Reputation: 65
I want to get only title of the page <h1>This is Title</h1>
in python.
I tried some method but couldn't get desired result.
import requests
from bs4 import BeautifulSoup
response = requests.get("https://www.strawpoll.me/20321563/r")
html_content = response.content
soup = BeautifulSoup(html_content, "html.parser")
for i in soup.get_text("p", {"class": "result-list"}):
print(i)
Upvotes: 0
Views: 1853
Reputation: 11
You could use BeautifulSoup as see:
from bs4 import BeautifulSoup
data = "html as text(Source)"
soup = BeautifulSoup(data)
p = soup.find('h1', attrs={'class': 'titleClass'})
p.a.extract()
print p.text.strip()
Upvotes: 1
Reputation: 1994
Try this method if you are still couldn't get the result that you want.
import urllib
import bs4
from urllib.request import urlopen as uReq
from bs4 import BeautifulSoup as soup
my_url = 'https://www.strawpoll.me/20321563/r'
uCLient = uReq(my_url)
page_html = uCLient.read()
uCLient.close()
page_soup = soup(page_html,"html.parser")

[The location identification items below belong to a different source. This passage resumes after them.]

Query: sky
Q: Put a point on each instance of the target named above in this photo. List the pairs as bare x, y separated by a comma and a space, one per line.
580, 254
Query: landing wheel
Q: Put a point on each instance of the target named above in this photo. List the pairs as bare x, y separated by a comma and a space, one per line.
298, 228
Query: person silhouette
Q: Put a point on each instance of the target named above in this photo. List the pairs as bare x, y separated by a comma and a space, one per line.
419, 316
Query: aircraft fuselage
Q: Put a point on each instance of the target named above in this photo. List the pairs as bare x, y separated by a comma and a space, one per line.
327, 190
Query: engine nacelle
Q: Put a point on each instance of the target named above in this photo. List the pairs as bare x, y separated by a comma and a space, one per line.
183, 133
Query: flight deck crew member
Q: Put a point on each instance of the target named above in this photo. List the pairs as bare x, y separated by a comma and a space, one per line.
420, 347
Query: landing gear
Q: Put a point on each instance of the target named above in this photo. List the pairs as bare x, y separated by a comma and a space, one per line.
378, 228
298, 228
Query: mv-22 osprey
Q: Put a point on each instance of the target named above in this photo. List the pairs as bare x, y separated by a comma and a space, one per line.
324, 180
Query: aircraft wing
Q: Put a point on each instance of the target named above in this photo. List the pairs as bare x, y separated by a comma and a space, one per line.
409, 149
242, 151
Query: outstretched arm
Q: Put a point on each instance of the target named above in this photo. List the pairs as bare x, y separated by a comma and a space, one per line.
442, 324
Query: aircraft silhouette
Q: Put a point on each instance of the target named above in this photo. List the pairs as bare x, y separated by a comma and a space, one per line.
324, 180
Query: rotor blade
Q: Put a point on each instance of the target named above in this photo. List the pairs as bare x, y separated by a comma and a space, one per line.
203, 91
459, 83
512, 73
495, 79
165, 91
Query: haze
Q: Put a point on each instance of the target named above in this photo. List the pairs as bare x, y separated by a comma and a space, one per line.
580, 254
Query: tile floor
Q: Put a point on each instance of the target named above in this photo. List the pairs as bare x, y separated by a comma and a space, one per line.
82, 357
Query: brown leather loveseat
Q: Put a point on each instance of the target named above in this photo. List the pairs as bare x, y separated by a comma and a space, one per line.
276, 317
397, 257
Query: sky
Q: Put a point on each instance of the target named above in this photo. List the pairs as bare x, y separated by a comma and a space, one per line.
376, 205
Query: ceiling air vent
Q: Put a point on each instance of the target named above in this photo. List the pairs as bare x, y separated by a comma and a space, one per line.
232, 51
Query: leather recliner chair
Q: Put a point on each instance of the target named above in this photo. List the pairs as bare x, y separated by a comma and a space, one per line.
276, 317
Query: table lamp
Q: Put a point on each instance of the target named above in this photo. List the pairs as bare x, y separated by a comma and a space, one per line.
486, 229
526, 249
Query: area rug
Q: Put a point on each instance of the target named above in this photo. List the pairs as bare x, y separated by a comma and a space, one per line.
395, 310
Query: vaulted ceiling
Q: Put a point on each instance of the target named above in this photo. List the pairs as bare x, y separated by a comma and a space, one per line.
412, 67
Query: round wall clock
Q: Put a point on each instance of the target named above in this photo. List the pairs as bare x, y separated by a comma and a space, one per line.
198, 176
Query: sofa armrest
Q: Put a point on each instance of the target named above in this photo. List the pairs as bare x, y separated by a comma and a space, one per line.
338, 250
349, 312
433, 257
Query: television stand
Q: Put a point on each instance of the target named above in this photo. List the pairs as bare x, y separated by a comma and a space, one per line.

_div = page_soup.find(lambda tag: tag.name=='div' and tag.has_attr('id') and
tag['id']=="result-list")
title = _div.findAll(lambda tag: tag.name=='h1')
print(title)
Output : [<h1>This is Title</h1>]
Upvotes: 0
Reputation: 65
I add given code to mine.
title = soup.title
print(title.string[:-24:]) # Last 24 character of title is always constant.
Upvotes: 0
Reputation: 159
Use lxml for such tasks. You could use beautifulsoup as well.
import lxml.html
t = lxml.html.parse(url)
print t.find(".//title").text
(This is from How can I retrieve the page title of a webpage using Python? by Peter Hoffmann)
Upvotes: 4